Then there’s more pernicious dangers that also ought to be looked at quite a lot, which is how are we training the machine learning algorithms that underlie these smart assistants? Is your digital bill of rights or your digital bill of rights being abraded through the process? What are the questions we should be asking and answering that we aren’t?

And so, we’re missing a really important and what could be a really valuable step in co-creating this new category of software. I’m not sure if any of the smaller players are taking a different approach, but I think it bears some thinking about.

James Sanders:What’s your philosophical opposition to the term artificial intelligence?

John Underkoffler:I spent 15 years knocking around on the inside of a weird white tile IM Pay building with Marvin Minsky. Not always in direct contact with him, but he’s the kind of presence that you can’t help noticing. And when he was still alive, was an amazing mind to interact with and bounce off of. And there is a history of AI. AI was not born in the last three years. AI has a long and venerable history. A history of disappointments. But starting in the 50s the intent of artificial intelligence, and I think we ought to give credit to the people who named it for also being allowed to define what it means, the intent was to build artificial minds.
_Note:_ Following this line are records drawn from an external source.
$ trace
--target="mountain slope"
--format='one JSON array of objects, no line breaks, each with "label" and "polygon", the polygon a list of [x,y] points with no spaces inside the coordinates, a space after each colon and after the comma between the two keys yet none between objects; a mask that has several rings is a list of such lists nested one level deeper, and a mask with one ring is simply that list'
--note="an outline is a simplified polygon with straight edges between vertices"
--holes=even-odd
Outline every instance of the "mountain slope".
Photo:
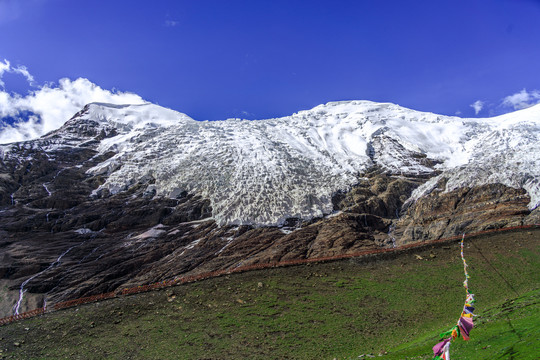
[{"label": "mountain slope", "polygon": [[539,130],[540,106],[460,119],[349,101],[201,122],[89,104],[0,146],[2,311],[537,223]]}]

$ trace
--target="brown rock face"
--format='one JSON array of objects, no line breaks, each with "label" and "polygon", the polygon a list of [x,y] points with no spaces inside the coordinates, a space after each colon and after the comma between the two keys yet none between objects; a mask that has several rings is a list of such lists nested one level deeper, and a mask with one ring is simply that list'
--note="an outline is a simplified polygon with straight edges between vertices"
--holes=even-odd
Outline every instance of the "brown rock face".
[{"label": "brown rock face", "polygon": [[[22,312],[45,301],[182,274],[347,254],[540,218],[538,209],[527,209],[523,190],[500,184],[436,190],[403,209],[428,173],[404,177],[396,169],[373,169],[348,192],[334,195],[333,215],[288,219],[280,228],[220,227],[208,199],[186,192],[156,197],[146,191],[155,181],[151,176],[117,194],[91,196],[106,174],[92,177],[86,170],[114,155],[98,156],[96,139],[114,132],[70,124],[71,136],[88,141],[48,152],[21,144],[12,150],[16,156],[0,162],[0,316],[11,315],[19,300]],[[56,141],[55,134],[46,141]],[[392,144],[375,143],[373,156],[383,145],[396,147],[398,156],[403,149]],[[426,169],[433,165],[412,159]]]},{"label": "brown rock face", "polygon": [[489,184],[444,193],[444,181],[438,185],[402,212],[395,224],[400,244],[535,221],[527,208],[530,198],[523,189]]}]

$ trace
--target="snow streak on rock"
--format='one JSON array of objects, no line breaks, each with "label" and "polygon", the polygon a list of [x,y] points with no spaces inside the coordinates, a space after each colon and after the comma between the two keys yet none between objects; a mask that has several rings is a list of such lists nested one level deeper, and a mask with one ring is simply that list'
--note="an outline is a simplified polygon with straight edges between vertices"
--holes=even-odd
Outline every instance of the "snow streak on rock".
[{"label": "snow streak on rock", "polygon": [[115,153],[89,170],[107,178],[94,195],[136,183],[148,184],[148,196],[194,193],[211,200],[219,224],[330,214],[332,196],[373,165],[396,175],[442,172],[411,200],[445,178],[445,191],[499,182],[526,189],[531,209],[540,201],[540,106],[461,119],[349,101],[278,119],[201,122],[152,104],[91,104],[42,142],[73,145],[81,133],[99,138],[100,153]]}]

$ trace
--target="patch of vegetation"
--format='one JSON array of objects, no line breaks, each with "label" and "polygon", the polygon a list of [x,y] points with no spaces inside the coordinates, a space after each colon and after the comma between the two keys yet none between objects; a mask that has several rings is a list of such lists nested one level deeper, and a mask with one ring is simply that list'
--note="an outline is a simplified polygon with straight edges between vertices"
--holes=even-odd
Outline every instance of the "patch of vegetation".
[{"label": "patch of vegetation", "polygon": [[[471,341],[452,344],[453,356],[533,358],[540,345],[538,240],[535,230],[466,242],[480,317]],[[431,359],[437,335],[459,317],[462,282],[457,242],[252,271],[3,326],[0,357]]]}]

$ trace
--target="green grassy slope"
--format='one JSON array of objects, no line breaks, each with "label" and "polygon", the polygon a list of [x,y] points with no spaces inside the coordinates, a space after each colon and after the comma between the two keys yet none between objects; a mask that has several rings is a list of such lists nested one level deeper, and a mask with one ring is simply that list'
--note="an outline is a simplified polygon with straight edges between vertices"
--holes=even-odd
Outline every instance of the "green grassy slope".
[{"label": "green grassy slope", "polygon": [[[531,230],[466,241],[480,318],[455,358],[527,359],[540,347],[539,240]],[[252,271],[0,327],[0,357],[430,359],[461,313],[463,278],[458,242]]]}]

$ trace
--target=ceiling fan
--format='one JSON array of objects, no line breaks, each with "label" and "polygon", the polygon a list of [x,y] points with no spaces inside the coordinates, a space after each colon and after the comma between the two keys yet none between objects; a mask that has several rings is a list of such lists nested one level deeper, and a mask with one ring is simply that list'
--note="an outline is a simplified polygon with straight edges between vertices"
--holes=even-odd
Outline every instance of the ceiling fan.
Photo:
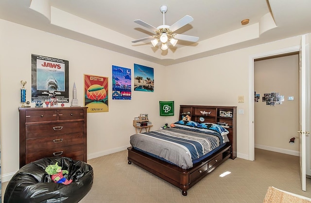
[{"label": "ceiling fan", "polygon": [[151,43],[154,47],[156,47],[159,42],[161,42],[161,49],[162,50],[166,50],[168,48],[168,42],[170,42],[170,43],[174,47],[178,40],[192,42],[196,42],[199,40],[199,37],[198,37],[173,33],[179,28],[185,26],[193,20],[193,18],[191,16],[188,15],[185,16],[170,26],[165,25],[165,14],[167,11],[167,6],[161,6],[160,7],[160,11],[163,14],[163,24],[157,28],[149,25],[141,20],[134,20],[134,22],[154,31],[156,35],[134,40],[132,41],[132,42],[136,43],[142,41],[151,40]]}]

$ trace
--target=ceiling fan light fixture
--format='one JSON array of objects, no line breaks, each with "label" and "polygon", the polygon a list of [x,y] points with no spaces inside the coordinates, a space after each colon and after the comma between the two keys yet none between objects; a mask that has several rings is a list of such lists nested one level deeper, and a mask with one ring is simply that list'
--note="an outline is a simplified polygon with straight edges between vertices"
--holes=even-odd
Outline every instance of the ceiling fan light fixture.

Artificial consciousness. Not just algorithms that help with one thing.

And the distinction is an important one. It’s a distinction that has held different names over the years. Sometimes hard versus soft AI. There have been other attempts to delineate a full artificial mind from let’s say a machine vision algorithm that can find dogs are bruised apples on a conveyor belt, or something very, very limited like that. And then along the way one particular kind of machine learning, which Minsky and Seymour Papert famously wrote about and others worked on, and itself was a disappointment. The kind of neural net thing back in the 70s, 80s, and even in to the 90s and basically abandoned turned out to actually be workable more recently. Just once machines got bigger, data sets and training sets got bigger. Processes got faster, and memory got larger and the rest of it.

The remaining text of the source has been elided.